Abstract

ABSTRACT This article challenges the tendency, in some accounts of ubuntu, to develop a monolithic narrative anchored on a fixed point of reference which I call nucleus. I refer to the discourse arising from these explanations as ‘nucleated ubuntu’ and to the processes which enable such a discourse as nucleation. My focus is on three related ways in which ubuntu discourse is burdened with a nucleus. The first is the grafting of the aphorism umuntu ngumuntu ngabantu into ubuntu talk. I argue that regardless of intentions, nucleated ubuntu has reached its conceptual ceiling owing to the failure or refusal to imagine the discourse via other pockets of African knowledge. The second focuses on the singular interpretation of the proverb, which keeps returning to the notion of harmony despite the absence of incontrovertible semantic prosodies of harmony in the proverb.
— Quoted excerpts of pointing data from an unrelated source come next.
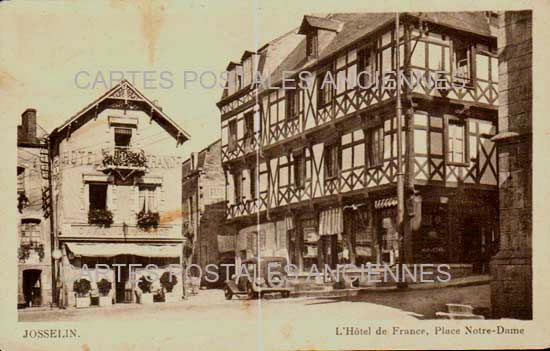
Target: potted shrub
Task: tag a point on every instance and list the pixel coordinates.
(104, 287)
(147, 219)
(100, 216)
(168, 281)
(82, 289)
(145, 284)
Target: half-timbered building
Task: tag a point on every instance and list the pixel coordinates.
(310, 149)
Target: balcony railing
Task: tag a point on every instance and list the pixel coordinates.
(123, 157)
(122, 231)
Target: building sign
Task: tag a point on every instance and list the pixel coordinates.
(78, 158)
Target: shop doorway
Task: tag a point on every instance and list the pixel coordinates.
(471, 245)
(123, 288)
(32, 287)
(328, 254)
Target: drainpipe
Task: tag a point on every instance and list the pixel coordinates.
(400, 173)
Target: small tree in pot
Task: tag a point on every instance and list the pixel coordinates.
(104, 287)
(144, 284)
(168, 281)
(82, 289)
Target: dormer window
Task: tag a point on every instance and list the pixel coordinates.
(312, 44)
(123, 136)
(311, 26)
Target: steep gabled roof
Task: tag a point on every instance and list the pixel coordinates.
(356, 26)
(125, 91)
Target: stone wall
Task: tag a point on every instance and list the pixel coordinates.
(511, 268)
(204, 178)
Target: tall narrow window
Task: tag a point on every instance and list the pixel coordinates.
(299, 170)
(253, 180)
(147, 198)
(232, 137)
(249, 128)
(292, 104)
(375, 147)
(366, 68)
(20, 180)
(325, 86)
(312, 44)
(456, 146)
(463, 62)
(98, 196)
(332, 165)
(238, 183)
(30, 230)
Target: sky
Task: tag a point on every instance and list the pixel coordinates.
(53, 54)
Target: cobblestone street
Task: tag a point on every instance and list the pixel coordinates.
(210, 304)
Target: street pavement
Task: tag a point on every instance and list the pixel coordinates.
(211, 304)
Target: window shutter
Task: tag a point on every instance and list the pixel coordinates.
(160, 191)
(136, 199)
(159, 197)
(246, 184)
(229, 188)
(111, 197)
(84, 196)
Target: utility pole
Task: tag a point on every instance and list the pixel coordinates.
(53, 244)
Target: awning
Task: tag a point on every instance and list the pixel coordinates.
(384, 203)
(226, 243)
(331, 221)
(114, 249)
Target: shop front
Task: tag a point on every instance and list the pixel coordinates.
(127, 263)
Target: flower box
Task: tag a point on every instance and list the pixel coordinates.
(83, 301)
(146, 298)
(172, 297)
(146, 220)
(105, 301)
(102, 217)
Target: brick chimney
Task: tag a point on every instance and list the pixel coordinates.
(28, 121)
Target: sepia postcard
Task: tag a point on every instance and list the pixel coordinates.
(274, 175)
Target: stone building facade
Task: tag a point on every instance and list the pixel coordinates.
(511, 289)
(34, 250)
(116, 168)
(203, 204)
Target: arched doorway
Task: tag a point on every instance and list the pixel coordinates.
(32, 287)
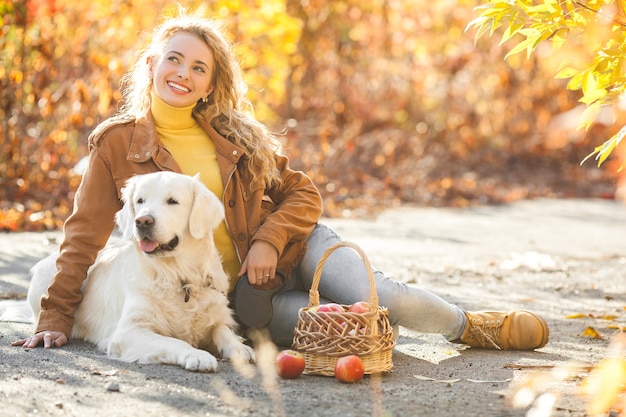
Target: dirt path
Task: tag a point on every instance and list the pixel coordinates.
(556, 257)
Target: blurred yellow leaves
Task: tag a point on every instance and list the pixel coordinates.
(588, 42)
(591, 332)
(607, 381)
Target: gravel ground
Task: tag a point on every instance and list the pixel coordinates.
(556, 257)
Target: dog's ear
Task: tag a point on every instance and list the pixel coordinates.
(125, 218)
(207, 211)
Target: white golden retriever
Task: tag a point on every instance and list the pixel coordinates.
(157, 293)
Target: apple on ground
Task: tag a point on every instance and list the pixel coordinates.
(289, 363)
(349, 369)
(360, 307)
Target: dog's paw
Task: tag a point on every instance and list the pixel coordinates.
(198, 361)
(239, 351)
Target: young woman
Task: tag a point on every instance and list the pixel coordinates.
(185, 110)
This interpretation is entangled with Hendrik Verwoerd’s regard of Apartheid as ‘good neighbourliness’. The third, building from the second, is the status of ubuntu’s others in the popular aphorism. I refer to ‘ubuntu’s others’ as opposed to ‘umuntu’s others’ because these others are required by a discourse seeking to redefine African ethics. I propose that it is the rediscovery of ubuntu which is significantly in need of others.